То не было электричества, то не ходили трамваи, но было совершенно непонятно, ради кого, во имя чьих интересов – спартаковцев или правительства – мы жжем керосин или ходим пешком. Можно было подобрать листовку на улице с грозной надписью «Час возмездия близок!», долго-долго разбираться в длинных периодах, полных оскорблений и совершенно непонятных упреков, и, наконец, по промелькнувшим в конце словам «предатели», «убийцы рабочих» или «бессовестные демагоги» понять, кто имеется в виду: Эберт и Шейдеман или Либкнехт и Эйхгорн[23]. Мы чуть ли не ежедневно видели демонстрации. У демонстрантов было тогда обыкновение орать в ответ на какой-нибудь выкрикнутый лозунг «Hoch» («Ура») или «Nieder» («Долой»). Издалека доносился только многоголосый хор, орущий «Hoch» или «Nieder», – сольные партии, выкрикивающие лозунги, были не слышны, так что чаще всего было совершенно непонятно, кого демонстранты славят, а кого проклинают.
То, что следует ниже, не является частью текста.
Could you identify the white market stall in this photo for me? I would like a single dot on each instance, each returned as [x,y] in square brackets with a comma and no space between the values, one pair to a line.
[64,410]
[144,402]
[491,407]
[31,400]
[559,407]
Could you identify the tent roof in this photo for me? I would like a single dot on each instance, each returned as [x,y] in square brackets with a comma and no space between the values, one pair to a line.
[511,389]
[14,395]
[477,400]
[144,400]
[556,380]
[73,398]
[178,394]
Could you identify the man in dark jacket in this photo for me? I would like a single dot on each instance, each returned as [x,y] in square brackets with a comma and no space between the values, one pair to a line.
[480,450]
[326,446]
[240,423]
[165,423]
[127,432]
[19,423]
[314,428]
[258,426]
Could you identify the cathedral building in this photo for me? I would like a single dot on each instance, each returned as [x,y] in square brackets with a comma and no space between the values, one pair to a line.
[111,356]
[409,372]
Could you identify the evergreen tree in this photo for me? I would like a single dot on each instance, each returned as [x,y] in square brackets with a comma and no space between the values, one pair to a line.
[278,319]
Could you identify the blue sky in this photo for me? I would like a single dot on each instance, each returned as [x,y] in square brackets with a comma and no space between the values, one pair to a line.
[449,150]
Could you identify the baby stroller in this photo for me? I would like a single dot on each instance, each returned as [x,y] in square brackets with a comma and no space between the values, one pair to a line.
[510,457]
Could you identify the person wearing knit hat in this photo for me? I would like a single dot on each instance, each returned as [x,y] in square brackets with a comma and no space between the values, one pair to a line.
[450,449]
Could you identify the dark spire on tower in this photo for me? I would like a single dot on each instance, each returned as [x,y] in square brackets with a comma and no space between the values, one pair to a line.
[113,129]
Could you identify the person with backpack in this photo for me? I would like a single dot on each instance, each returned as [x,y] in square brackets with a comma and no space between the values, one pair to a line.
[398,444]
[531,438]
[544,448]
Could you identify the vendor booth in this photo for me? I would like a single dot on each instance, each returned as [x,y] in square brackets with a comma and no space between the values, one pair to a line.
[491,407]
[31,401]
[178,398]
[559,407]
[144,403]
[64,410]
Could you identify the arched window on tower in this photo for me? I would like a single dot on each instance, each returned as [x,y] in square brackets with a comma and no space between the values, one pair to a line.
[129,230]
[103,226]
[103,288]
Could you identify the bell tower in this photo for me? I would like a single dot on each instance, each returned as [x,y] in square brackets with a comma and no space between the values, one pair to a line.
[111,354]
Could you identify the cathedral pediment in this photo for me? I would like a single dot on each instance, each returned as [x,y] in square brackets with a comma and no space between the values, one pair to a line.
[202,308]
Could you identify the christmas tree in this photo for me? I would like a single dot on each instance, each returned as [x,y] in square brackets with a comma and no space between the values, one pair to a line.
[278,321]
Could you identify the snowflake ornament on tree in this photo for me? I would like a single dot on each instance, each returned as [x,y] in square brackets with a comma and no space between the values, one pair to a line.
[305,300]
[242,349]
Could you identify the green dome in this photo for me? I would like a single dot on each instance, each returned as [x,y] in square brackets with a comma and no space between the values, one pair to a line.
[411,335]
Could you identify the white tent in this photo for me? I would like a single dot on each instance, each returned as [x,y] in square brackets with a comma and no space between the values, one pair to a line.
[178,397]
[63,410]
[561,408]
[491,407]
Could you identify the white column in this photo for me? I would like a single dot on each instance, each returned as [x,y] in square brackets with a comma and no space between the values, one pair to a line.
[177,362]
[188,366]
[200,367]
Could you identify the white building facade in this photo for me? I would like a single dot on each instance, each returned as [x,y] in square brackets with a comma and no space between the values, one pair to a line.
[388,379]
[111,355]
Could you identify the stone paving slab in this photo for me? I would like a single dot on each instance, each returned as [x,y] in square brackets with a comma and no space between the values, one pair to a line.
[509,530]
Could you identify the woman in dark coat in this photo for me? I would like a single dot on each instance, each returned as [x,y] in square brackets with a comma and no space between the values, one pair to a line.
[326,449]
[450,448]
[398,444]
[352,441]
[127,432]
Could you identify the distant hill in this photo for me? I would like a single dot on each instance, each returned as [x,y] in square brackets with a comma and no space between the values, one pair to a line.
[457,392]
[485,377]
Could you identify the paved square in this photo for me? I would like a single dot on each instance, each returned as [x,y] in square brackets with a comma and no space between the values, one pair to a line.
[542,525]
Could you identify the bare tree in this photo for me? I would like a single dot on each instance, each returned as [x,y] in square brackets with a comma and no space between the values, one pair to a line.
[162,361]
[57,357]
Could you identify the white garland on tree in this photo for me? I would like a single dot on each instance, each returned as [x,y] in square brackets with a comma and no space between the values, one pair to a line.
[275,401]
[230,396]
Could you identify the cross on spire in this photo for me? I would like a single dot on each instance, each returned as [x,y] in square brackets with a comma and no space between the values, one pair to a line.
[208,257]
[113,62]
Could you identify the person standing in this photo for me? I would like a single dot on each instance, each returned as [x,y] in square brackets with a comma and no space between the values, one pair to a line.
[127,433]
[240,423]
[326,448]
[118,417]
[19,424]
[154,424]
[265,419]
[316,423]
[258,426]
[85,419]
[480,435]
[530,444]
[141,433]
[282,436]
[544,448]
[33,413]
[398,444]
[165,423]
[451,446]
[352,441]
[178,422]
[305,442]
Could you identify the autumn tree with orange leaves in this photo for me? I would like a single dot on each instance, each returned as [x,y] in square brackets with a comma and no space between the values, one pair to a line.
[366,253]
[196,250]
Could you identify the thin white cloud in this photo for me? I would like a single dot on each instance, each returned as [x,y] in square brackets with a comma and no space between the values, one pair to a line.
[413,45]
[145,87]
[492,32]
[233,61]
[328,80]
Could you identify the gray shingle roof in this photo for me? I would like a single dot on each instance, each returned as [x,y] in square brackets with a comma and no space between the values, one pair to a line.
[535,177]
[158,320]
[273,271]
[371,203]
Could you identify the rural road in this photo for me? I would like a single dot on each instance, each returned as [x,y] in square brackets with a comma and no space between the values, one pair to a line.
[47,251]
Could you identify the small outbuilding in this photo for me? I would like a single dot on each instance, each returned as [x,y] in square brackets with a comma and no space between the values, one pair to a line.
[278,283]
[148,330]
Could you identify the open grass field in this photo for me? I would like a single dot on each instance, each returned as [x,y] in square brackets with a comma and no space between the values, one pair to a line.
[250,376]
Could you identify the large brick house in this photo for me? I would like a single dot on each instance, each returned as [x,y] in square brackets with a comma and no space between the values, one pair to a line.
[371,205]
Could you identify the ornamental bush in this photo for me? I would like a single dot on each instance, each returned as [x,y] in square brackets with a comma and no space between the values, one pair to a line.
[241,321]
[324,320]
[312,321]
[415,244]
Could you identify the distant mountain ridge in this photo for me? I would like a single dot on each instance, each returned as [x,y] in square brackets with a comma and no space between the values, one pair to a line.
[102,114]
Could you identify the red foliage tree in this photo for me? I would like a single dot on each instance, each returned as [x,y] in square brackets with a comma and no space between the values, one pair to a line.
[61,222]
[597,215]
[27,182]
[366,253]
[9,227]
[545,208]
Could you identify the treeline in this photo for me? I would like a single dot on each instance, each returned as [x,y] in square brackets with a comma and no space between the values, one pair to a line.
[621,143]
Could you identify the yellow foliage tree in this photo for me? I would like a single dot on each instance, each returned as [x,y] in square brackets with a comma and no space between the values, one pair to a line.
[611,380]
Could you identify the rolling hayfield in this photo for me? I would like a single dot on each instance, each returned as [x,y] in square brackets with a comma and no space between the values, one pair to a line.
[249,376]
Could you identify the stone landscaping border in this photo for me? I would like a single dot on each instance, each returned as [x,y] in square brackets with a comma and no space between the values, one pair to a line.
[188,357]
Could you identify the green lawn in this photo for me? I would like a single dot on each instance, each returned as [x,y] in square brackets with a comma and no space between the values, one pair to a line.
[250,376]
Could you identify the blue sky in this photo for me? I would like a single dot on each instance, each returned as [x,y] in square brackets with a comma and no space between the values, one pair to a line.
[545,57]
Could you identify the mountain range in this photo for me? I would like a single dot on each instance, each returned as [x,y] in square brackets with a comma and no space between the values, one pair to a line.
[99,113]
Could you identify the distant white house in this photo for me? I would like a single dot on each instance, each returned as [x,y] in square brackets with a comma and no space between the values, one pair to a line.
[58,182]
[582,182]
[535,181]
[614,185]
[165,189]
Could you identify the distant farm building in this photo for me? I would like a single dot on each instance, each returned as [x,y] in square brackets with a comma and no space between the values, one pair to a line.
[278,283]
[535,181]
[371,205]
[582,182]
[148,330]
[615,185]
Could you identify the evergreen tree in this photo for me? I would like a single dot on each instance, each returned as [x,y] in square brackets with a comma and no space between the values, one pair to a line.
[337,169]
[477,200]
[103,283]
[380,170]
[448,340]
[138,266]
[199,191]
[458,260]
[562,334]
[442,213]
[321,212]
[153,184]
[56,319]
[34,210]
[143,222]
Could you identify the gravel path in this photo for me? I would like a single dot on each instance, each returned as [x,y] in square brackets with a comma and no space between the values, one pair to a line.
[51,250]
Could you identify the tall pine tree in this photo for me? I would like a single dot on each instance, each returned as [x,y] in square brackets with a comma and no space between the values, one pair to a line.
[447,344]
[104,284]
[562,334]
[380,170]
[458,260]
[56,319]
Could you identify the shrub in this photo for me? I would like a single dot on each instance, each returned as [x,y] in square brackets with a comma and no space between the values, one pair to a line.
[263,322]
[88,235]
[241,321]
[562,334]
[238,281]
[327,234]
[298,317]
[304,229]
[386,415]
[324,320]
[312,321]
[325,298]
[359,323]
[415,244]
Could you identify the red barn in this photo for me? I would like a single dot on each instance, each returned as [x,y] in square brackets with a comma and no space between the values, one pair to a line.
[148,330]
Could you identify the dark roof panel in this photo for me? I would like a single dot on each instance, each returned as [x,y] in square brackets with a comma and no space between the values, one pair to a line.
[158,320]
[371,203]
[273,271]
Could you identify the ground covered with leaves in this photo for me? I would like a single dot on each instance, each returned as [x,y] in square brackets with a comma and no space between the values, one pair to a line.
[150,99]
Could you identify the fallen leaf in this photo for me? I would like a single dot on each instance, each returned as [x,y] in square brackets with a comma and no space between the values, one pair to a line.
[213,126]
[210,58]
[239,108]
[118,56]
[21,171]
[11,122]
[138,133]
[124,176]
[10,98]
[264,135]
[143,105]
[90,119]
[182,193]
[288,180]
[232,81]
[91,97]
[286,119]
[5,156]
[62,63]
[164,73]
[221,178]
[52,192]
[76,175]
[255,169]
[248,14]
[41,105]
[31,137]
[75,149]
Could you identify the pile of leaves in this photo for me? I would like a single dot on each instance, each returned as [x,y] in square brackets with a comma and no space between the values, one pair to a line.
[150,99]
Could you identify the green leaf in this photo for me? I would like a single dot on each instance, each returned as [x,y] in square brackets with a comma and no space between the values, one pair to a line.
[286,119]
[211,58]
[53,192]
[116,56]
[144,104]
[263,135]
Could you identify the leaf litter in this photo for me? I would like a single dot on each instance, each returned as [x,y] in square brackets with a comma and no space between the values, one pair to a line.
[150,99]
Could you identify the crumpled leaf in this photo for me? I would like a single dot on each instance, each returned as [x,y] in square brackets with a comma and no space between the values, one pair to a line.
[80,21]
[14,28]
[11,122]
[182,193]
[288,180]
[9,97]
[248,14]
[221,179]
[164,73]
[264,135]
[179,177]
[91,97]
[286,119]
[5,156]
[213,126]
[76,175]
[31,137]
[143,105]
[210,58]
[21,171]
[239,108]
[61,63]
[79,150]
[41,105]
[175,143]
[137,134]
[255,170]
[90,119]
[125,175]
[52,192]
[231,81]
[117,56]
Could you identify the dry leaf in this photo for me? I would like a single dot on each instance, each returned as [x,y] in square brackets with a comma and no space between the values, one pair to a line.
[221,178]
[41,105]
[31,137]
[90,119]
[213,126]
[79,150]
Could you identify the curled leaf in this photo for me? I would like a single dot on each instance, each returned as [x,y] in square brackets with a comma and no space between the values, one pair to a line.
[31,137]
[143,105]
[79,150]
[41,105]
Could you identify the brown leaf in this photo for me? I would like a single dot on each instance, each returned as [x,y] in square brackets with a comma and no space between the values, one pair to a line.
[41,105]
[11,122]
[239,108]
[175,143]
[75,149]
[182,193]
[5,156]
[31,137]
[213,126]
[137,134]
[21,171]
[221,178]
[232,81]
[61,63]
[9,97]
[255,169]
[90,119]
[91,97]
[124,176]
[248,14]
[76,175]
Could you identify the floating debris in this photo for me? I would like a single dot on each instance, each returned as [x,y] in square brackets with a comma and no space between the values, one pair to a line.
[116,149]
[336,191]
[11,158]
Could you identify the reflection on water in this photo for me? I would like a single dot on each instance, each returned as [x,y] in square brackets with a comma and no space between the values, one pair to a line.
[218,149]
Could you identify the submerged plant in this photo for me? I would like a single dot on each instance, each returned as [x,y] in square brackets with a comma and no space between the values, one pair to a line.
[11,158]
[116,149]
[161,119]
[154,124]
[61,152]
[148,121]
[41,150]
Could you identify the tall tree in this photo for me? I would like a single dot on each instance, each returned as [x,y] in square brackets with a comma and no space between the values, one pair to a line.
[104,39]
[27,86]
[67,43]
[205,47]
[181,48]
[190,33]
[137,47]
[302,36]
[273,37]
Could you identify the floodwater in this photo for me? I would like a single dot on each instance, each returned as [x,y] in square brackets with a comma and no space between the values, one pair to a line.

Эти демонстрации продолжались около полугода: потом пошли на спад, так как давно уже сделались бессмысленными. Ведь судьба революции была решена еще 24 декабря 1918 года[24] (естественно, тогда я этого не понимал) – в этот день рабочие и матросы после победоносных уличных боев перед Берлинским дворцом спокойно разошлись по домам праздновать Рождество. После праздников они, конечно, снова вышли на тропу войны, но за это время правительство успело ввести в Берлин фрайкор. Четырнадцать дней подряд в Берлине не выходило ни одной газеты, раздавались выстрелы то поблизости от нашего дома, то вдалеке – и множились слухи. Потом вновь начали выходить газеты, правительство победило, а несколько дней спустя было опубликовано сообщение: Карл Либкнехт и Роза Люксембург застрелены при попытке к бегству. Насколько мне известно, именно тогда родилась эта формулировка, ставшая затем нормой, когда речь шла об обращении с политическими противниками восточнее Рейна. Но тогда к подобным эвфемизмам еще не привыкли, это выражение воспринимали буквально и сообщениям верили: цивилизованные времена!
Итак, судьба революции была решена, но покоя и мира это не принесло – напротив! В марте начались кровопролитнейшие уличные бои в Берлине[25] (в Мюнхене – в апреле)[26], хотя речь-то теперь шла не о революции, а о погребении ее трупа. В Берлине уличные бои разразились, когда формально и, можно сказать, в два счета указом Носке была распущена народная морская дивизия[27], первый боевой отряд революции: дивизия не собиралась «распускаться», дивизия защищалась, к ней примкнули рабочие северо-восточных предместий Берлина, и восемь дней подряд «введенные в заблуждение народные массы» вели отчаянный, безнадежный, но тем более яростный бой. «Народные массы» не могли понять, почему их собственное революционное правительство вновь бросило против них врагов революции. Исход боев был предрешен, месть победителей была ужасна. Любопытно то, что тогда, весной 1919 года, левая революция совершенно безрезультатно пыталась обрести хоть какую-то форму, между тем как будущая правая нацистская революция, пока еще без своего вождя, Гитлера, уже предстала перед Германией сильной и готовой к расправам. Добровольческие корпуса, спасшие Эберта и Носке, были прообразом нацистских штурмовых отрядов вплоть до личного состава, а уж тем более в том, что касалось взглядов, образа действия и боевого стиля. Именно «добровольцы» изобрели убийства «при попытке к бегству», далеко продвинулись в пыточной науке, нашли отличный способ борьбы с незначительными политическими противниками: без лишних слов – к стенке. (Правда, 30 июня 1934 года эти достижения были применены к самим первопроходцам[28].) В 1919-м их практике недоставало теории. Теорию им предоставил Гитлер.